For Agent Engine with a custom frontend, use a **decoupled deployment** — deploy the frontend separately to Cloud Run or Cloud Storage, connecting to the Agent Engine backend API.
---
## Rollback & Recovery
The primary rollback mechanism is **git-based**: fix the issue, commit, and push to `main`. The CI/CD pipeline will automatically build and deploy the new version through staging → production.

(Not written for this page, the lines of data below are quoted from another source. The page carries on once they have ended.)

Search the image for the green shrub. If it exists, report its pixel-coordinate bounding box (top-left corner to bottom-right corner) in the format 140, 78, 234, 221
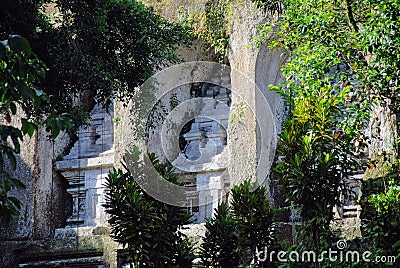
104, 151, 194, 267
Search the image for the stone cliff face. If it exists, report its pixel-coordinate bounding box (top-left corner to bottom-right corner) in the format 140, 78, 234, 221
0, 0, 376, 267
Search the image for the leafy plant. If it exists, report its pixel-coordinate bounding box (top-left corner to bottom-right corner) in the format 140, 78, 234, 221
200, 181, 275, 267
104, 149, 194, 267
361, 166, 400, 257
200, 203, 241, 267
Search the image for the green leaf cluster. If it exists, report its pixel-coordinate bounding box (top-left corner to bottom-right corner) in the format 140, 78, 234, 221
200, 181, 275, 267
0, 35, 75, 226
104, 149, 194, 267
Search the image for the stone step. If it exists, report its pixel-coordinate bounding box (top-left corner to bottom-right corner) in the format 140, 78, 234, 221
17, 250, 107, 268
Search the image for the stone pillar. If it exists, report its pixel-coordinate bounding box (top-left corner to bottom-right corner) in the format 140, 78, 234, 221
56, 103, 114, 227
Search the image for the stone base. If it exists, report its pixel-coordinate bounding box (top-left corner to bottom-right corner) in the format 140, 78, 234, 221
17, 227, 119, 268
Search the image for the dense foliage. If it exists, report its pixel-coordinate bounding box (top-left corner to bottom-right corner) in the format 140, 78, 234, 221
104, 150, 194, 267
200, 181, 274, 267
260, 0, 400, 262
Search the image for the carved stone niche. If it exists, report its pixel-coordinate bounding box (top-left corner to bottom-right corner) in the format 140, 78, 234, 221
56, 103, 114, 228
172, 83, 230, 223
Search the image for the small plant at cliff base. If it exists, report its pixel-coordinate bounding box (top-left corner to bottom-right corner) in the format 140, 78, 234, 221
104, 148, 194, 268
200, 181, 275, 267
200, 203, 240, 267
0, 35, 74, 227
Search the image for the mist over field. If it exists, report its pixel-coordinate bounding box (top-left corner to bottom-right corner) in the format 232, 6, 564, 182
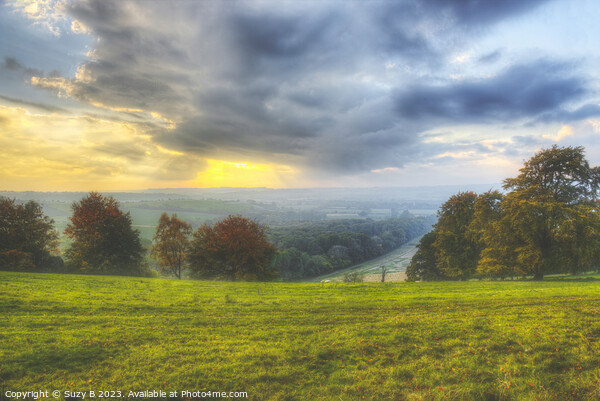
0, 0, 600, 401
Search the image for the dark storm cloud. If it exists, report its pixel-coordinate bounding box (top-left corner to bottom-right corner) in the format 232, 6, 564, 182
23, 0, 594, 173
422, 0, 549, 26
395, 60, 586, 123
535, 103, 600, 123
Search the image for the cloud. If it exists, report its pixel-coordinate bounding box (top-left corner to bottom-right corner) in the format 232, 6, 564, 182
4, 0, 598, 186
0, 95, 70, 114
395, 60, 587, 123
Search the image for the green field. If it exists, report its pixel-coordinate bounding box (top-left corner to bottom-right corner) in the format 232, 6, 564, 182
305, 237, 421, 283
0, 272, 600, 400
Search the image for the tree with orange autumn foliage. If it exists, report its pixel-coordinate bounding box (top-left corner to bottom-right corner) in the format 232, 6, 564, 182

For immediate Cloud Run rollback without a new commit, use revision traffic shifting:
```bash
gcloud run revisions list --service=SERVICE_NAME --region=REGION
gcloud run services update-traffic SERVICE_NAME \
--to-revisions=REVISION_NAME=100 --region=REGION
```
Agent Engine doesn't support revision-based rollback — fix and redeploy via `make deploy`.
---
## Custom Infrastructure (Terraform)
For custom infrastructure patterns (Pub/Sub, BigQuery, Eventarc, Cloud SQL, IAM), consult `references/terraform-patterns.md` for:
- Where to put custom Terraform files (dev vs CI/CD)
- Resource examples (Pub/Sub, BigQuery, Eventarc triggers)
- IAM bindings for custom resources
- Terraform state management (remote vs local, importing resources)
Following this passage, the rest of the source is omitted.